趙老婆子也沒想到小孫子居然這麼藏不住話,當著這麼多人的麵兒就直接說了出來。
她的臉上滑過一絲不自然,但也是幾秒的時間,下一瞬,她就收起神色,冷哼一聲:“平宗說的也沒錯,指望溫東能指望著什麼,還不如你身邊的這些侄子。”
“嗬,”溫夏真的要被她這套歪理氣笑了。
“我之前聽什麼樹不要皮必死無疑,人不要臉天下無敵之類的話,還覺得誇張,”溫夏說,“今天算是長見識了,我看你是左臉撕下來貼在右臉上,一邊不要臉,一邊二皮臉啊。”
“你!”
趙老婆子大怒。
她一直以來就是整個家裡最有權威的人,兒子、兒媳、孫子、孫女就沒一個敢不聽她話的,尤其是溫夏,以前見了她就和老鼠見了貓一樣,屁都不敢放一個,今天不知道是怎麼了,居然敢這麼和她頂嘴。
“這裡哪有你說話的份!”
“嘴長在我身上,我想說就說了,”溫夏可不是原主,一點也不怕這個色厲內荏的老太太。
“今天要是不把吃我家的,拿我家的東西還了,誰都彆想走出這個大門。”
她說完,手裡拿著的掃帚“哐”一下在地上杵了一下,激起一層土。
溫平宗一聽她這話,手立即將自己口袋裡的大白兔奶糖和一塊點心捂了個嚴實。
另外的那兩個中年女人也悄悄摸了摸褲子口袋。
“老四,”趙老婆子偏頭去瞪溫之福。
一旁的李荷花一見這幅場景,抬手就在溫之福的後腰上擰了一把。
示意他要是敢說些不用賠之類的話,她就不和他過了。
直接偷闖進她家連吃帶拿的就罷了,居然還把兒子寄來的信撕了,最可氣的是趙傳芳這老太婆居然天天這麼編排她家夏夏。
還供著他們摔盆?
我呸!
這麼想著,她也扭頭呸了一聲,見溫之福還不說話,手上的勁又大了幾分。
溫之福就跟沒感覺到一般,好半晌,他才抬頭朝著趙老婆子望了一眼,又迅速扭過頭,將溫夏手裡的掃帚拿到了自己手裡:“一共算你們二十塊錢。”
趙老婆子做夢都想不到溫之福還真敢開這個口。
她怒氣衝衝的指著溫之福:“我當初就不該生你,就算生了你也不該擋著你太奶奶把你扔尿桶裡,你現在……”

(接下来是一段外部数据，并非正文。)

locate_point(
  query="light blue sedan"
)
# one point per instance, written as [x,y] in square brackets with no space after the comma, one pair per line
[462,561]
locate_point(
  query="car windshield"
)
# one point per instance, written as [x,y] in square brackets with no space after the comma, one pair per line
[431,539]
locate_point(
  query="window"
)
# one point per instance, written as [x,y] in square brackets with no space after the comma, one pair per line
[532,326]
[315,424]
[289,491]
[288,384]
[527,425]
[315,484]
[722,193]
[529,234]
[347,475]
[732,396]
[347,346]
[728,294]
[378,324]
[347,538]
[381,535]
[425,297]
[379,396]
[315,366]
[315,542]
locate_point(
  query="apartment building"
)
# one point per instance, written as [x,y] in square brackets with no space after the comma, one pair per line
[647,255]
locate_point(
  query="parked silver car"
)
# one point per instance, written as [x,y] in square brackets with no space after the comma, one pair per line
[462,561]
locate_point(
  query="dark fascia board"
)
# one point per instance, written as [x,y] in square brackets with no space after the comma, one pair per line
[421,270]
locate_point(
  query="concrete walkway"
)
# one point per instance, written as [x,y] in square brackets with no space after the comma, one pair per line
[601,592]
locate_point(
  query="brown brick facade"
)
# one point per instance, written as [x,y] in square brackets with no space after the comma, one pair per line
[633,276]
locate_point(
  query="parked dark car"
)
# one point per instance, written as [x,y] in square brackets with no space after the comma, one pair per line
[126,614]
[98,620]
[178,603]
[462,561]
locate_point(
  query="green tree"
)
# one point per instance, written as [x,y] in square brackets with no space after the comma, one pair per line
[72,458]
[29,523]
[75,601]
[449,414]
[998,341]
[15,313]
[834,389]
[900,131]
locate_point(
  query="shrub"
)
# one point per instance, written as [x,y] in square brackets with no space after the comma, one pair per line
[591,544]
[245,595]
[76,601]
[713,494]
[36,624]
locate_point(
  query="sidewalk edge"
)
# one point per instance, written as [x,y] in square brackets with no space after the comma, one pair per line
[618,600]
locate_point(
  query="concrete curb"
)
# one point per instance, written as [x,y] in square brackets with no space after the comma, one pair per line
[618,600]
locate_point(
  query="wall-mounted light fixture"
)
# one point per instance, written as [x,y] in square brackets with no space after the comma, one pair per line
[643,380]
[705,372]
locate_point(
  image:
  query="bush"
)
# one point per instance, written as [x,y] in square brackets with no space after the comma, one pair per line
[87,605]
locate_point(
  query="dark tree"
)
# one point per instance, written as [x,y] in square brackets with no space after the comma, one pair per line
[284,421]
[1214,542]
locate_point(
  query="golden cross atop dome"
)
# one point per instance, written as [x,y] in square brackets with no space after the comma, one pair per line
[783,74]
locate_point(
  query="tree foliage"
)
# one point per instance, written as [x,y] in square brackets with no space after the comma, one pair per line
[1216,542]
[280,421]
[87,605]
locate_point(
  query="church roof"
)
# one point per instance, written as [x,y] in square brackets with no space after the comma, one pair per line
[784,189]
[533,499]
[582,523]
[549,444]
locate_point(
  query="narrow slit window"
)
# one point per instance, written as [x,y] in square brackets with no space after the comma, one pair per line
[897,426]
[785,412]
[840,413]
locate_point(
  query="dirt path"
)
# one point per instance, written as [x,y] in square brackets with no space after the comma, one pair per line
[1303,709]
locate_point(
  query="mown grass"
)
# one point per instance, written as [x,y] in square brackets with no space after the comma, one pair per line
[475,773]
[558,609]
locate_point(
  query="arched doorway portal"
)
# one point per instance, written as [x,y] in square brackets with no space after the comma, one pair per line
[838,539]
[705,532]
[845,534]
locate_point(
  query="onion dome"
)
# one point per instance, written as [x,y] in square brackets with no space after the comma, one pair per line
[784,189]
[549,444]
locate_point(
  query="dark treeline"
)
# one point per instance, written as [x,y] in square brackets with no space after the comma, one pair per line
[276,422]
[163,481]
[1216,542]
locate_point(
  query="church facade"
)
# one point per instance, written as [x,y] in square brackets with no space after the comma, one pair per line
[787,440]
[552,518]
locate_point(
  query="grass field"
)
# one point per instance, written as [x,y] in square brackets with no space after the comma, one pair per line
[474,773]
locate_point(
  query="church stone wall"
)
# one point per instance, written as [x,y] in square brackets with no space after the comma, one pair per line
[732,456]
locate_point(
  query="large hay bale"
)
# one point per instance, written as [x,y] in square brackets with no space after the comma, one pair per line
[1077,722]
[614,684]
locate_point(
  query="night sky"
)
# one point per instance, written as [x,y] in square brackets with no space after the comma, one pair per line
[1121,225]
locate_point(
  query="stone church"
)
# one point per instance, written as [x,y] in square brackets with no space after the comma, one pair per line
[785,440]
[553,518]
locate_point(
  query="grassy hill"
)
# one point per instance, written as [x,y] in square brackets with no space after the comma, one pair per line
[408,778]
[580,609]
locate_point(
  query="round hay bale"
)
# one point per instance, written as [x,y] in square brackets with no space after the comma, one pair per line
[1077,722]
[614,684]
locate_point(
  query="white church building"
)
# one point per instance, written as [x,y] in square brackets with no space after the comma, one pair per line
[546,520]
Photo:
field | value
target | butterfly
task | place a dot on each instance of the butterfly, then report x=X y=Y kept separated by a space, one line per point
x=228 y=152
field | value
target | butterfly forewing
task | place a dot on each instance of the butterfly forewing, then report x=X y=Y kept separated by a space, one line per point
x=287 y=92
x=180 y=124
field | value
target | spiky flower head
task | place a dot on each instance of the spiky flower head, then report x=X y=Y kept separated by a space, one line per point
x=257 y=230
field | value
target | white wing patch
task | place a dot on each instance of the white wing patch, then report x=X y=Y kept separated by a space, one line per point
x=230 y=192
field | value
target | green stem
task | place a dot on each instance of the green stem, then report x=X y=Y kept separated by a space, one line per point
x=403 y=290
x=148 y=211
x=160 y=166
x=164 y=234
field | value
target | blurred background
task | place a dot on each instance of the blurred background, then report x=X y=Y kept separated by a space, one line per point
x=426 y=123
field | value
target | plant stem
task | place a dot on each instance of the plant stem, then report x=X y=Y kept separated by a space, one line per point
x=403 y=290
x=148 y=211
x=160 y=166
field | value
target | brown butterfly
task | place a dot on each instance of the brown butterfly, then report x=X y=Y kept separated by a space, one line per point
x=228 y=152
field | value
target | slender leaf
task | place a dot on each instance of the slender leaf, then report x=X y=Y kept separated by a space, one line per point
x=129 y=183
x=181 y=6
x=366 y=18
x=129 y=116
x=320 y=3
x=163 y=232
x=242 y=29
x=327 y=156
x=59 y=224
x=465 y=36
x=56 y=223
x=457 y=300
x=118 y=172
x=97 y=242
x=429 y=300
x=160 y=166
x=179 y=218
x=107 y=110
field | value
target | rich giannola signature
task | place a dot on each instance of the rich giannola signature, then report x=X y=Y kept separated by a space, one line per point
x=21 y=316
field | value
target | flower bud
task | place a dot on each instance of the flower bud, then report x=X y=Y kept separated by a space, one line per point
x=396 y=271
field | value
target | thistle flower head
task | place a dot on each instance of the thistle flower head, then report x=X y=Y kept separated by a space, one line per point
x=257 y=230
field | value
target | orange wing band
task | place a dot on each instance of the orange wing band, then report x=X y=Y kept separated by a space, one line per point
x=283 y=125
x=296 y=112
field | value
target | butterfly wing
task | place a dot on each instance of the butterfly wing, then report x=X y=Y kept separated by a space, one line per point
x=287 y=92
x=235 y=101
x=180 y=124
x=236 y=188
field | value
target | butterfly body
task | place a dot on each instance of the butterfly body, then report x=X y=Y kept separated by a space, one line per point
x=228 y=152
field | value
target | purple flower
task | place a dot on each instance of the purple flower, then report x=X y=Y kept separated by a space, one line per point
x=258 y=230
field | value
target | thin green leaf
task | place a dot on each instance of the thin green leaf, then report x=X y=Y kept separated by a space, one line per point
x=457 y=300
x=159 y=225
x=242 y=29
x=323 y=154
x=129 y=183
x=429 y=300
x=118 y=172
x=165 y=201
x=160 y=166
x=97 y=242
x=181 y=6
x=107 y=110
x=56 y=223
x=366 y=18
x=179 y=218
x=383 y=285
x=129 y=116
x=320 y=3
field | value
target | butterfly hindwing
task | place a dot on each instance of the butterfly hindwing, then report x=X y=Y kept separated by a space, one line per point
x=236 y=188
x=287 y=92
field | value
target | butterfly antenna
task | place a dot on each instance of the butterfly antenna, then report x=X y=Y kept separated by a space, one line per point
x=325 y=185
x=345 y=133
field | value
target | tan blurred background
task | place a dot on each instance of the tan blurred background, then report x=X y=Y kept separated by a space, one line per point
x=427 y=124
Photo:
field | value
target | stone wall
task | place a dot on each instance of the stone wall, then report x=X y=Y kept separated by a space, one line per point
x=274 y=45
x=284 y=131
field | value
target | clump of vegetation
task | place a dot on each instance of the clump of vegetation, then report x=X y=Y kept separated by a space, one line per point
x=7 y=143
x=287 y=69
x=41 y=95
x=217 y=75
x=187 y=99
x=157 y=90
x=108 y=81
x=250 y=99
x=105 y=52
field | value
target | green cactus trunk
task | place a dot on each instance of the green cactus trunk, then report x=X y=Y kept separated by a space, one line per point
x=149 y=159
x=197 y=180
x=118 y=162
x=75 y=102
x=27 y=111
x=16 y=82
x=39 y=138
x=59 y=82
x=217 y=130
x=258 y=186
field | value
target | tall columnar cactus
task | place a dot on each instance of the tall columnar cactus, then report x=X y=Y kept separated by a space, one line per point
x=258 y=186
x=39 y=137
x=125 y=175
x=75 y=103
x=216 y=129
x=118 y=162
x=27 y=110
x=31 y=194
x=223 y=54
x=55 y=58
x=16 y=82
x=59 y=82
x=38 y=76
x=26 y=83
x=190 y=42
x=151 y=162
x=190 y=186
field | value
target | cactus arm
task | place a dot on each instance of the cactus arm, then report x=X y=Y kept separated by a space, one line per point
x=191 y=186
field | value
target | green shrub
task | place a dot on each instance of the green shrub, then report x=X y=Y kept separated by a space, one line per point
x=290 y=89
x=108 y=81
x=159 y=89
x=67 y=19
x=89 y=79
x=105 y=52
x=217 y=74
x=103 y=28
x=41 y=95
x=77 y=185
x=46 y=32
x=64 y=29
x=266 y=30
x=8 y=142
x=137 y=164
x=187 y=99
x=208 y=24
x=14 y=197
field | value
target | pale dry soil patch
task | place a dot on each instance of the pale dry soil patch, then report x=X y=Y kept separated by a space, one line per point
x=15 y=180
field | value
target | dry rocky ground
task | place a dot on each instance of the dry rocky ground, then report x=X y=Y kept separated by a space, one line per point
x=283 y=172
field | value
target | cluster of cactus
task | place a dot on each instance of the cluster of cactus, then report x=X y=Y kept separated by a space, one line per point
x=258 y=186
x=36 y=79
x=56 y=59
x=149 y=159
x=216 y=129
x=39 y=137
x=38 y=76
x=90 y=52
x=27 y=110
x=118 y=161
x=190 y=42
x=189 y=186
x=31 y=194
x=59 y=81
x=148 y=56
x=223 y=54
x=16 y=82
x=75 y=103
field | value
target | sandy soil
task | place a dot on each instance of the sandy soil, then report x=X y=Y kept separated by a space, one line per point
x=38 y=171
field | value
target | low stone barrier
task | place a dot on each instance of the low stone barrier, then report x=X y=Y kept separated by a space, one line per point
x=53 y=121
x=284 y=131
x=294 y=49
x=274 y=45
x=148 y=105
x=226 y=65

她又將前麵的話車軲轆碾地一樣念叨了一遍,突然坐在地上開始哭嚎起來:“都是我上輩子造的孽啊,老頭子你走的早,當初還不如帶我一起……”
趙老婆子聲音拉的很長,哭了一會兒見溫之福沒有一點鬆動的表情,又扯著嗓子罵上了。
“大隊長,我想去報公安,請問要走什麼手續嗎?”溫夏突然扭頭,問一旁站著看熱鬨看的正起勁兒的鄭大樹。